How to delete the Attachments stored in S3 for cases that are already expunged?

I looked at this article Willcase attachments get deleted after expunger has deleted all traces of an archived case? and understand that before 25.x, the expunger job in the archival process does not delete the attachments in S3. If we need to clean up S3 for all the expunged cases, how to do it? I could not think of any other approach than using a combination of D_pxListFiles and D_pxDelete APIs. But I doubt if these APIs are effective if we had been storing the attachments in S3 for several years now. Any suggestions or ideas? @Eliseo_Olla @Will_Cho @Sairohith @Chetan.Chaudhari

My suggestion is to use S3 Lifecycle Rules.

How it works:

  • Configure S3 lifecycle policies at the bucket level

  • Example strategies:

    • Delete objects older than N days

Lifecycle rules operate outside Pega at massive scale and are safe and efficient.

Another option to run a report definition of joining the tables Data-WorkAttach-File(pxRefObjectKey) and Work table pzInskey (Outer join) to identify the ones which are being purged from Work tables. Now, you can trigger D_pxDelete using the background jobs.

Hi @RameshSangili - the problem with this is, there is no way to find a joining condition to find the attachment object in the S3 from the pzinskey of pc_data_workattach table. Is there a way to link them?

Hi @anandchouti - we are on pega managed cloud. Ideally we want to find a way to do it from our end, but this is for sure a great recommendation if we are on client managed cloud.

Work table - pzInsKey

Data-WorkAttach-File - pxRefObjectKey

if corresponding pxRefObjectKey is not available in the Work table, then you can get the Repo name, Repo file name to delete the attachment from S3

Hi @RameshSangili - that is the challenge here. Even if I find the pxRefObjectkey details from pc_data_workattach table, there is no way to find the corresponding Attachment object in the Repo. Pegacloudfilestorage repository stores the attachments under attachments folder and there is no correlation between the pxRefObjectkey and the attachments folder under Pegacloudfilestorage repo. This one I have already tried finding before posting my question here on the forum. Please let me know if I’m missing something

once the case is expunged, Pega no longer has a reliable case-level link to the attachment object in the repository. So there is no clean OOTB way to go from pzInsKey or even pxRefObjectKey back to the exact S3 object name under pegacloudfilestorage/attachments

That means the suggested D_pxListFiles + D_pxDelete approach only works if you already have some external way to identify the orphaned files for example, a naming convention, a retained metadata index, or a custom mapping table captured at upload time. Without that, you’re basically trying to reverse-engineer the repository path after the fact, and Pega does not expose a direct correlation for that in the cloud storage layout.

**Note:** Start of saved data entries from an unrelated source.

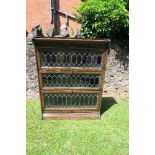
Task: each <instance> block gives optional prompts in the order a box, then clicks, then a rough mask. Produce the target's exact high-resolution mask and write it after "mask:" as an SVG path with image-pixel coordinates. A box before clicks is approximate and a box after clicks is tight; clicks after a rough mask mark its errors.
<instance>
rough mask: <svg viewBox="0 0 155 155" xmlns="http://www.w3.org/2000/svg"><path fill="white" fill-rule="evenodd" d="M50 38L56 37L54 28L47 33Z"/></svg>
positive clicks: (52, 26)
mask: <svg viewBox="0 0 155 155" xmlns="http://www.w3.org/2000/svg"><path fill="white" fill-rule="evenodd" d="M46 34H47V35H48V37H53V36H54V27H53V26H52V27H51V28H50V29H49V30H48V31H47V33H46Z"/></svg>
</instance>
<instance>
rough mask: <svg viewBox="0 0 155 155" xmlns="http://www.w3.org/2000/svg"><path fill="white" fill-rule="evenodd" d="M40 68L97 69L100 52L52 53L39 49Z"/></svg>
mask: <svg viewBox="0 0 155 155" xmlns="http://www.w3.org/2000/svg"><path fill="white" fill-rule="evenodd" d="M40 54H41V66H48V67H99V66H100V65H101V54H102V52H101V51H54V50H49V49H41V50H40Z"/></svg>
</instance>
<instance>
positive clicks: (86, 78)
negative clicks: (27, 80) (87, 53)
mask: <svg viewBox="0 0 155 155" xmlns="http://www.w3.org/2000/svg"><path fill="white" fill-rule="evenodd" d="M42 79H43V87H98V85H99V75H93V74H90V75H87V74H86V75H85V74H79V75H78V74H71V75H70V74H48V73H44V74H42Z"/></svg>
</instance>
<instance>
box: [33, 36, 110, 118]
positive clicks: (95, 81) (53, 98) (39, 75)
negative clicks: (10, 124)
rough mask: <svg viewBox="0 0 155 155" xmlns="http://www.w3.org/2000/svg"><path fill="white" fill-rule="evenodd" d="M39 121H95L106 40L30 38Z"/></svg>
mask: <svg viewBox="0 0 155 155" xmlns="http://www.w3.org/2000/svg"><path fill="white" fill-rule="evenodd" d="M33 41H34V45H35V53H36V62H37V72H38V83H39V92H40V100H41V109H42V118H43V119H96V118H100V106H101V98H102V92H103V83H104V75H105V67H106V51H107V49H108V44H109V40H93V39H64V38H34V39H33Z"/></svg>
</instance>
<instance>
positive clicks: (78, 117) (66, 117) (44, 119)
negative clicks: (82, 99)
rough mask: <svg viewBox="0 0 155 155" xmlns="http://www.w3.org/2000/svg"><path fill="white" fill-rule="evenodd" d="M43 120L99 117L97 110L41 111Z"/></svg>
mask: <svg viewBox="0 0 155 155" xmlns="http://www.w3.org/2000/svg"><path fill="white" fill-rule="evenodd" d="M42 118H43V119H44V120H50V119H53V120H65V119H70V120H76V119H78V120H82V119H99V118H100V113H99V112H90V113H85V112H84V113H43V117H42Z"/></svg>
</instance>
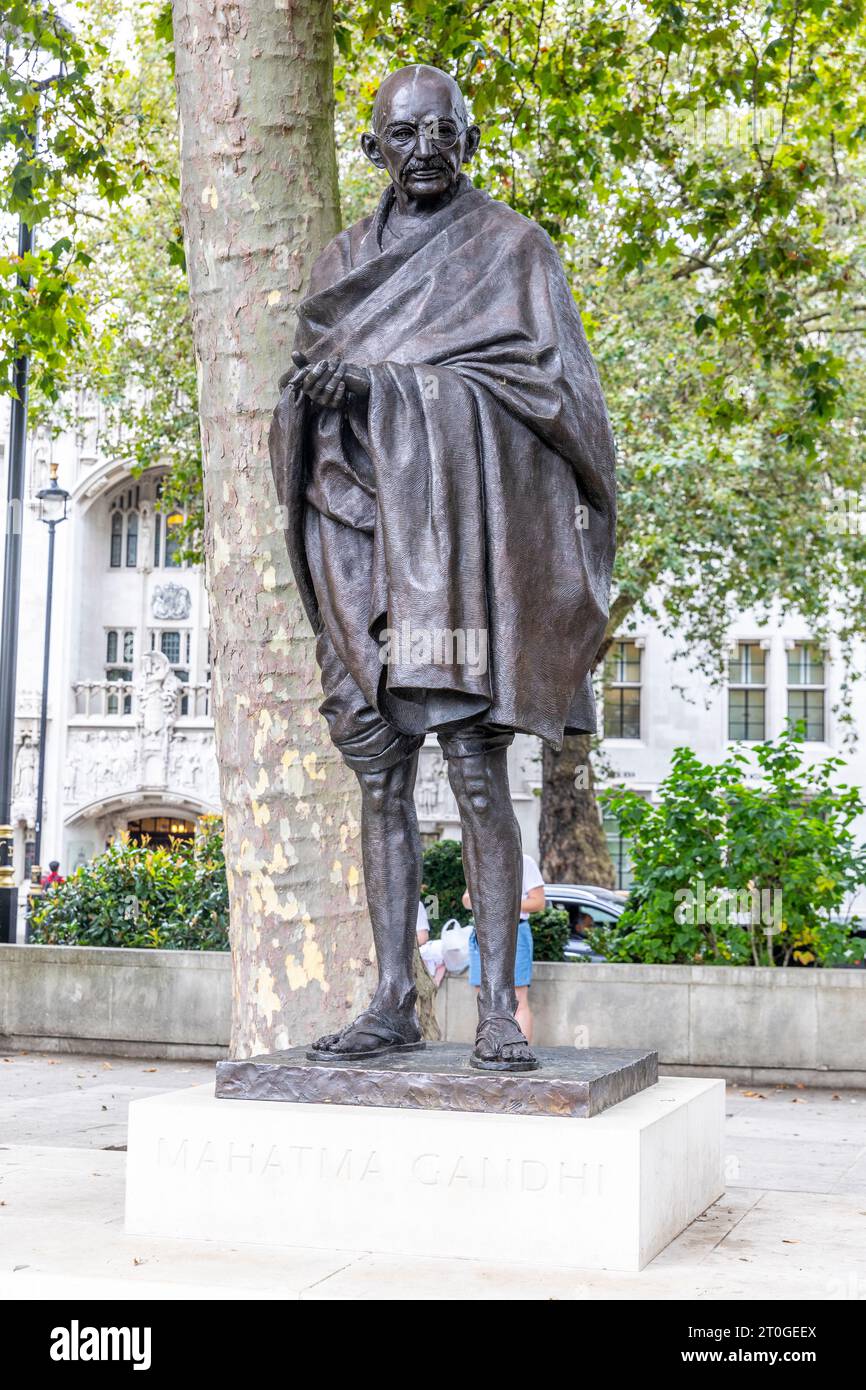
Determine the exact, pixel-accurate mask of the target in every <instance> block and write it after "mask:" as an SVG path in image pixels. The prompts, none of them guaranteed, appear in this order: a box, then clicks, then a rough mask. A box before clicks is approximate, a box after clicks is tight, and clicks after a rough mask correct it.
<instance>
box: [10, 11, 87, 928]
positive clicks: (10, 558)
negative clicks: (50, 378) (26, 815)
mask: <svg viewBox="0 0 866 1390" xmlns="http://www.w3.org/2000/svg"><path fill="white" fill-rule="evenodd" d="M43 10H44V15H43V18H44V26H46V29H49V28H50V29H53V32H54V35H56V38H63V36H64V35H65V36H70V38H74V36H75V31H74V29H72V28H71V25H70V24H67V21H65V19H64V18H63V15H60V14H56V13H53V11H51V10H50V8H49V7H47V6H43ZM4 36H6V39H7V51H8V43H10V42H11V43H15V42H17V40H18V39H21V40H22V47H25V49H26V50H29V51H33V50H39V49H40V44H39V43H36V44H33V36H32V35H31V33H28V35H25V36H22V35H21V32H19V31H18V29H17V26H15V22H14V21H10V22H6V24H4ZM65 71H67V64H65V61H64V58H63V56H61V58H60V72H56V74H53V75H51V76H47V78H43V79H42V81H39V82H35V83H33V90H35V92H36V93H38V95H39V93H40V92H44V90H46V89H47V88H50V86H51V83H54V82H57V81H58V78H63V76H64V75H65ZM36 126H38V113H36V118H35V120H33V124H32V129H31V131H29V132H24V133H22V139H24V142H25V143H28V145H29V146H31V149H32V152H35V149H36ZM32 247H33V231H32V228H31V227H29V225H28V224H26V221H25V220H24V217H21V218H19V220H18V254H19V256H21V257H24V256H26V254H28V252H31V250H32ZM18 284H19V285H21V286H24V288H25V289H29V285H31V278H29V275H19V277H18ZM28 375H29V360H28V353H26V347H24V345H22V352H21V356H18V357H17V359H15V364H14V368H13V382H14V386H15V395H14V396H13V402H11V417H10V452H8V486H7V492H6V507H7V516H6V543H4V553H3V605H1V607H0V637H1V641H0V941H8V942H14V940H15V926H17V917H18V890H17V888H15V869H14V863H13V847H14V838H13V835H14V830H13V824H11V802H13V771H14V767H13V762H14V751H15V676H17V664H18V599H19V589H21V523H22V513H24V464H25V450H26V409H28Z"/></svg>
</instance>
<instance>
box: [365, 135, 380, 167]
mask: <svg viewBox="0 0 866 1390" xmlns="http://www.w3.org/2000/svg"><path fill="white" fill-rule="evenodd" d="M361 149H363V152H364V154H366V156H367V158H368V160H370V163H371V164H375V167H377V170H384V168H385V160H384V158H382V153H381V150H379V142H378V140H377V138H375V135H371V133H370V131H364V133H363V135H361Z"/></svg>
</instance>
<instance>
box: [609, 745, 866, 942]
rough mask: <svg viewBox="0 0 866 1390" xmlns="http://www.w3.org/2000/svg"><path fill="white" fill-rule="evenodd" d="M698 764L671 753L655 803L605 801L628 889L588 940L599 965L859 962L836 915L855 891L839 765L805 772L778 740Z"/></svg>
mask: <svg viewBox="0 0 866 1390" xmlns="http://www.w3.org/2000/svg"><path fill="white" fill-rule="evenodd" d="M753 756H755V763H756V773H758V776H756V777H753V776H749V773H751V771H752V767H753V765H752V759H751V758H749V755H748V753H746V752H745V749H744V748H742V746H738V748H737V749H734V752H731V753H730V756H728V758H726V759H724V760H723V762H720V763H716V765H712V763H702V762H701V759H699V758H698V756H696V755H695V753H694V752H692V751H691V749H689V748H677V749H676V751H674V755H673V759H671V769H670V773H669V776H667V777H666V778H664V781H663V783H662V784H660V787H659V794H657V801H656V802H655V803H652V805H651V803H649V802H648V801H646V799H645V798H644V796H639V795H638V794H637V792H634V791H628V790H624V788H617V790H612V791H609V792H605V794H603V796H605V801H606V802H607V803H609V805H610V806H612V808H613V810H614V812H616V815H617V816H619V819H620V824H621V826H623V830H624V831H626V833H627V834H628V837H630V855H631V862H632V872H634V885H632V890H631V895H630V899H628V903H627V908H626V912H623V915H621V916H620V919H619V922H617V924H616V927H614V929H610V930H606V931H605V930H601V931H598V933H595V934H594V938H592V944H594V945H595V947H596V948H598V949H599V951H602V952H603V954H605V955H606V956H607V959H612V960H644V962H653V963H677V962H680V963H691V962H699V963H703V965H812V963H813V962H817V963H822V965H827V963H833V965H835V963H844V962H845V960H847V958H848V956H851V959H853V955H856V956H858V959H862V942H859V944H858V949H856V952H855V949H853V945H855V942H852V941H851V935H849V929H848V926H847V924H844V923H840V922H838V920H837V915H838V913H840V910H841V908H842V903H844V901H845V898H847V897H848V895H849V894H852V892H856V890H858V888H859V887H862V885H863V884H866V847H862V845H858V842H856V840H855V834H853V831H852V826H853V823H855V821H856V819H858V817H859V816H862V815H863V812H866V803H865V802H863V798H862V795H860V791H859V788H856V787H847V785H838V784H837V778H838V774H840V771H841V770H842V767H844V766H845V765H844V760H842V759H841V758H826V759H824V760H823V762H820V763H816V765H810V763H809V762H808V760H806V758H805V756H803V748H802V744H799V742H798V739H796V737H794V735H792V734H791V733H785V734H783V735H781V737H780V738H777V739H776V741H770V742H766V744H758V745H755V749H753Z"/></svg>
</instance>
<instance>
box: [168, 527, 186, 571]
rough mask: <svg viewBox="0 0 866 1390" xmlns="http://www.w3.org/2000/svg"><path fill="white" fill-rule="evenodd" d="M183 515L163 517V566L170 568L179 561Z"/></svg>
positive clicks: (180, 546)
mask: <svg viewBox="0 0 866 1390" xmlns="http://www.w3.org/2000/svg"><path fill="white" fill-rule="evenodd" d="M182 524H183V517H182V516H177V514H172V516H170V517H165V567H167V569H172V567H174V566H177V564H179V563H181V556H179V553H178V552H179V549H181V527H182Z"/></svg>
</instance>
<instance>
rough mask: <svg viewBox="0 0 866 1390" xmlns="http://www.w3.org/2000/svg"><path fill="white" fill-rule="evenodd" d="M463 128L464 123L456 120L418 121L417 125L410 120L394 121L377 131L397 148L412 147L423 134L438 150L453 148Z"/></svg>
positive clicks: (464, 128)
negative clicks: (459, 121)
mask: <svg viewBox="0 0 866 1390" xmlns="http://www.w3.org/2000/svg"><path fill="white" fill-rule="evenodd" d="M464 129H466V125H459V124H457V122H456V121H438V120H434V121H420V122H418V124H417V125H416V124H414V122H411V121H395V124H393V125H386V126H385V129H384V131H381V132H377V133H378V135H379V139H382V140H388V145H393V146H396V149H398V150H410V149H413V147H414V146H416V145H417V142H418V136H420V135H425V136H427V139H428V140H430V143H431V145H434V146H435V147H436V149H438V150H453V147H455V145H456V143H457V140H459V139H460V135H461V133H463V131H464Z"/></svg>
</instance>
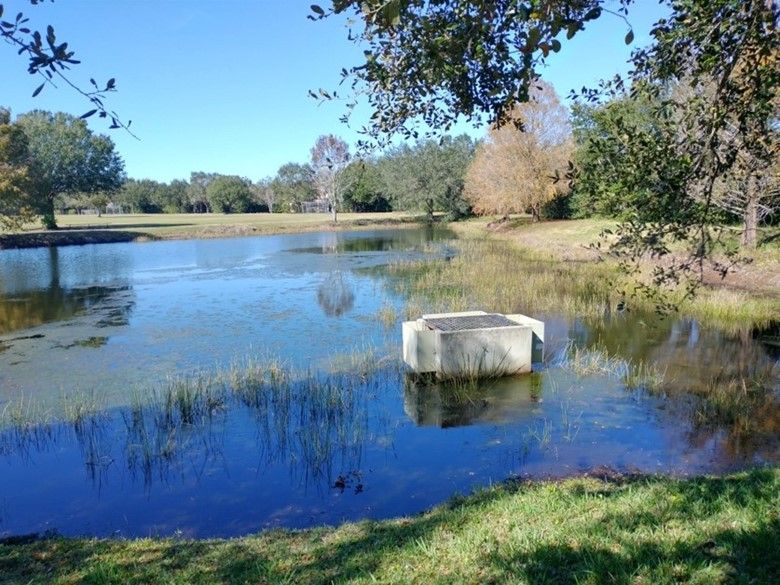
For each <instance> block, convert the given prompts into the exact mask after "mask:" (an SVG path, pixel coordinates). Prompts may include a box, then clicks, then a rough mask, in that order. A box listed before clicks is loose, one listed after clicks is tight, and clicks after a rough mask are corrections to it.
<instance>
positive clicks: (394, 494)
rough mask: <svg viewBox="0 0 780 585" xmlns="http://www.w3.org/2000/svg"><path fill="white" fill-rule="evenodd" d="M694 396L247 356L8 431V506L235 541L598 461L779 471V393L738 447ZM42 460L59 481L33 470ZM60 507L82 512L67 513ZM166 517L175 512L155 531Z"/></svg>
mask: <svg viewBox="0 0 780 585" xmlns="http://www.w3.org/2000/svg"><path fill="white" fill-rule="evenodd" d="M672 388H673V386H672ZM401 389H402V390H403V413H399V411H398V410H397V404H398V403H397V401H398V392H399V390H401ZM680 392H682V391H681V390H680ZM670 396H671V394H670ZM686 396H688V397H689V398H694V400H684V399H683V398H682V396H678V397H676V398H675V400H673V401H670V399H669V397H668V396H667V397H661V396H652V395H648V394H647V393H645V392H644V391H642V390H628V389H627V388H626V387H625V386H624V385H623V384H622V383H621V381H620V380H616V379H614V378H610V377H608V376H607V377H605V376H603V375H592V376H584V377H583V376H576V375H573V374H571V373H570V372H569V371H567V370H565V369H562V368H557V367H556V368H551V369H549V370H547V371H544V372H538V373H534V374H531V375H527V376H519V377H507V378H503V379H499V380H488V381H486V382H477V381H472V382H462V383H455V384H453V383H447V384H441V383H437V382H435V381H433V380H430V379H425V378H420V377H417V376H411V375H408V374H406V373H404V372H403V371H402V369H401V368H400V363H397V364H395V365H393V366H392V367H389V368H388V369H382V370H379V371H375V372H373V373H366V374H364V375H348V374H332V375H327V376H326V375H314V374H310V375H304V376H303V377H293V376H292V375H290V374H289V373H288V372H286V371H285V370H280V369H278V367H275V366H273V365H271V366H262V367H256V366H253V365H252V364H251V363H250V364H249V365H247V366H246V367H244V366H240V367H238V368H237V369H235V370H232V371H230V372H228V373H226V374H225V375H224V376H223V377H221V378H220V377H216V378H214V377H208V376H206V377H196V378H192V379H187V380H179V381H175V382H172V383H171V384H170V385H169V386H166V387H165V388H164V389H162V390H160V391H158V392H157V393H155V394H153V395H152V396H151V399H147V400H146V401H141V400H140V397H139V399H137V400H136V402H135V403H134V404H133V405H132V406H129V407H121V408H118V409H114V410H112V411H110V412H107V413H102V414H97V415H94V416H83V417H80V418H78V419H76V422H75V423H72V424H52V423H46V422H42V423H39V424H31V425H17V426H13V425H12V426H11V427H8V428H6V430H5V431H3V432H0V455H2V457H3V458H4V459H5V461H4V463H5V464H6V467H5V470H6V471H5V472H4V479H5V478H7V480H8V483H7V484H3V485H0V498H3V497H6V498H12V499H13V501H14V502H18V500H19V499H24V497H25V496H26V495H27V494H28V493H29V494H30V502H29V504H25V503H15V504H14V505H15V506H17V508H16V509H19V510H23V511H24V514H21V516H20V517H19V518H17V519H16V520H14V521H12V522H10V524H9V526H10V528H8V530H11V531H12V532H23V531H30V530H37V529H39V528H40V526H41V523H42V522H43V523H44V524H45V525H48V526H55V527H57V528H58V529H60V530H62V531H63V532H65V533H80V532H83V531H85V530H86V531H87V532H89V533H95V534H111V533H112V532H113V531H115V530H117V529H118V527H119V526H123V531H124V533H126V534H128V535H144V534H149V533H150V531H151V532H153V533H158V532H159V533H161V534H170V533H171V532H172V531H174V530H177V529H180V528H183V529H185V530H187V531H190V532H187V533H188V534H192V535H199V536H211V535H236V534H245V533H247V532H251V531H254V530H256V529H257V528H258V527H259V526H265V525H284V526H308V525H311V524H317V523H321V522H338V521H340V520H342V519H344V518H351V519H359V518H363V517H366V516H367V515H368V516H370V517H387V516H392V515H398V514H408V513H413V512H416V511H420V510H421V509H423V508H424V507H427V506H428V505H431V504H432V503H435V502H437V501H441V500H442V499H445V498H446V497H448V496H449V495H450V494H451V492H452V490H453V489H456V490H459V491H465V490H468V489H470V488H471V487H474V486H475V485H479V484H481V483H484V481H486V480H487V479H488V478H493V479H495V478H500V477H505V476H507V475H509V474H511V473H521V472H522V473H531V474H541V475H566V474H568V473H573V472H576V471H578V470H579V471H581V470H585V469H589V468H591V467H593V466H596V465H609V466H612V467H615V468H617V469H620V470H634V471H636V470H639V471H649V472H658V471H666V472H672V473H674V472H684V473H691V472H713V471H715V472H722V471H727V470H731V469H737V468H740V467H743V466H745V465H750V464H755V463H761V462H764V463H780V451H778V444H777V431H778V427H777V412H780V405H778V404H777V396H776V394H775V395H774V397H772V396H773V395H772V393H771V392H770V393H769V394H766V393H765V394H763V395H762V396H763V399H764V400H766V399H767V398H768V397H769V398H770V401H769V402H764V403H763V406H762V405H761V404H762V403H761V402H760V401H748V402H746V403H745V405H746V407H747V408H748V409H749V408H757V409H758V411H752V412H751V414H752V415H753V416H754V418H755V419H756V421H757V422H756V423H755V424H756V425H758V427H760V428H761V429H762V430H758V431H757V430H756V428H758V427H754V430H753V433H754V435H755V436H758V435H759V434H760V436H762V437H763V439H762V441H757V442H756V441H754V442H746V443H742V444H740V446H739V449H734V448H733V441H732V438H731V437H732V435H735V434H739V432H740V428H741V426H740V425H742V424H743V422H741V421H740V420H738V419H730V418H727V417H724V416H723V413H722V412H721V411H718V410H717V409H710V410H702V409H698V408H678V407H675V405H683V404H687V405H695V404H696V397H695V396H692V395H691V394H687V395H686ZM765 408H766V409H768V411H769V412H770V413H771V417H774V421H775V422H774V423H769V422H768V421H769V415H767V416H763V415H762V412H763V409H765ZM762 416H763V418H762ZM407 417H408V419H407ZM409 420H410V421H411V422H408V421H409ZM764 424H766V425H768V426H766V427H763V426H761V425H764ZM773 425H774V426H773ZM435 427H439V428H441V429H446V431H442V430H440V429H439V428H435ZM705 427H706V428H707V429H709V430H708V434H707V435H706V437H704V435H703V434H702V429H703V428H705ZM762 433H763V434H762ZM772 433H774V436H773V438H772ZM703 437H704V438H703ZM41 468H45V469H47V479H48V482H45V483H41V482H36V481H34V480H33V479H32V475H34V474H35V469H41ZM31 474H32V475H31ZM85 479H86V481H87V482H88V483H89V484H90V485H92V486H93V490H92V491H90V490H86V491H85V490H84V482H85ZM443 480H445V481H443ZM55 485H56V486H57V487H56V490H52V488H51V486H55ZM22 486H25V488H24V489H22ZM9 490H10V491H9ZM4 491H7V493H3V492H4ZM336 497H338V499H334V498H336ZM63 501H65V502H70V501H73V502H76V503H75V504H73V505H74V506H76V505H77V506H78V509H79V510H80V512H79V513H78V514H76V513H74V512H72V511H71V512H67V513H65V512H61V511H60V507H61V506H62V505H63V504H62V502H63ZM248 502H253V504H252V505H251V506H247V503H248ZM69 514H70V515H69ZM169 517H170V518H173V519H175V522H174V523H172V524H160V522H161V518H162V519H165V518H169ZM250 517H251V518H250ZM27 518H35V519H36V520H28V519H27ZM128 518H130V519H131V520H128ZM0 532H2V530H0Z"/></svg>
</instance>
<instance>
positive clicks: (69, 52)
mask: <svg viewBox="0 0 780 585" xmlns="http://www.w3.org/2000/svg"><path fill="white" fill-rule="evenodd" d="M43 1H44V0H29V2H30V4H32V5H36V4H42V3H43ZM53 1H54V0H52V2H53ZM4 8H5V6H4V5H3V4H0V17H2V16H3V12H4ZM0 38H2V39H3V40H4V41H5V42H6V44H8V45H11V46H12V47H13V48H14V49H15V50H16V51H17V52H18V53H19V54H20V55H22V54H26V55H27V57H28V63H27V72H28V73H29V74H31V75H37V76H39V77H40V79H41V80H43V83H41V84H40V85H39V86H38V87H37V88H36V89H35V91H33V97H35V96H37V95H38V94H39V93H41V91H42V90H43V88H44V87H46V85H47V84H49V85H51V86H52V87H56V85H55V83H54V79H59V80H62V81H63V82H65V84H66V85H67V86H69V87H70V88H71V89H73V90H75V91H76V92H77V93H80V94H81V95H82V96H84V97H85V98H86V99H87V100H89V102H90V106H91V109H90V110H88V111H87V112H85V113H84V114H82V116H81V118H82V119H86V118H89V117H90V116H93V115H94V114H98V115H99V117H101V118H106V119H107V120H111V126H110V128H124V129H125V130H126V131H127V132H128V133H130V134H131V135H133V134H132V132H130V124H131V123H132V122H131V121H128V122H127V123H126V124H125V123H124V122H122V121H121V120H120V118H119V116H118V115H117V113H116V112H113V111H111V110H109V109H108V108H107V107H106V105H105V103H104V100H105V98H106V95H107V94H109V93H111V92H113V91H116V80H115V79H114V78H111V79H109V80H108V81H107V82H106V83H105V85H98V83H97V82H96V81H95V80H94V79H90V80H89V81H90V84H91V87H90V88H89V89H86V90H85V89H82V87H80V86H79V85H77V84H76V83H74V82H73V80H72V79H71V78H70V77H69V76H68V74H67V72H68V70H69V69H70V68H71V67H72V66H73V65H77V64H79V63H80V61H78V60H77V59H75V53H74V52H73V51H71V50H69V49H68V43H65V42H58V41H57V36H56V34H55V32H54V27H53V26H51V25H48V26H47V27H46V34H45V35H44V34H43V33H41V32H40V31H38V30H32V29H31V25H30V24H29V18H27V17H26V16H25V15H24V13H22V12H18V13H17V14H16V17H15V18H10V17H9V18H8V19H7V20H0Z"/></svg>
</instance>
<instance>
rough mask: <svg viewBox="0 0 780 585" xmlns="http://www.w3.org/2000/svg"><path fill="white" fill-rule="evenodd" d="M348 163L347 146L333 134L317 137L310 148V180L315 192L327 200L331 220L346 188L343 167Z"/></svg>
mask: <svg viewBox="0 0 780 585" xmlns="http://www.w3.org/2000/svg"><path fill="white" fill-rule="evenodd" d="M348 164H349V146H348V145H347V143H346V142H344V141H343V140H342V139H341V138H339V137H337V136H334V135H333V134H328V135H323V136H320V137H319V138H317V141H316V142H315V143H314V146H313V147H312V149H311V168H312V182H313V184H314V188H315V189H316V191H317V194H318V195H319V196H320V197H321V198H322V199H325V200H327V201H328V205H329V206H330V212H331V216H332V218H333V221H337V220H338V215H337V213H338V208H339V205H341V199H342V195H343V193H344V190H345V188H346V184H345V178H346V177H345V175H344V169H345V168H346V167H347V165H348Z"/></svg>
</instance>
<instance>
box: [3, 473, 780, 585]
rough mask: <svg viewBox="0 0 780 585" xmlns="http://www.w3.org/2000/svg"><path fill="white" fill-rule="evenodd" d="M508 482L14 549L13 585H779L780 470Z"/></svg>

For already-expunged cases, there is no referential join from pc_data_workattach to the S3 object if that mapping was never preserved and for Pega Managed Cloud, this is best treated as a separate repository cleanup exercise, not a case-expunge extension.

So Pega way of cleanup is possible only if you have retained enough metadata to identify the objects otherwise there is no standard Pega-native way to do it after expunge

Can you try as your case metadata is gone, you must use a reconciliation process to find and delete the orphaned files. First, create a utility activity to list every file path currently in your S3 bucket and save them into a temporary database table. Next, run a comparison query to identify any file in that table that no longer has a matching case ID in your active work tables. Finally, feed these orphaned paths into a Queue Processor to delete the files from S3 in small batches.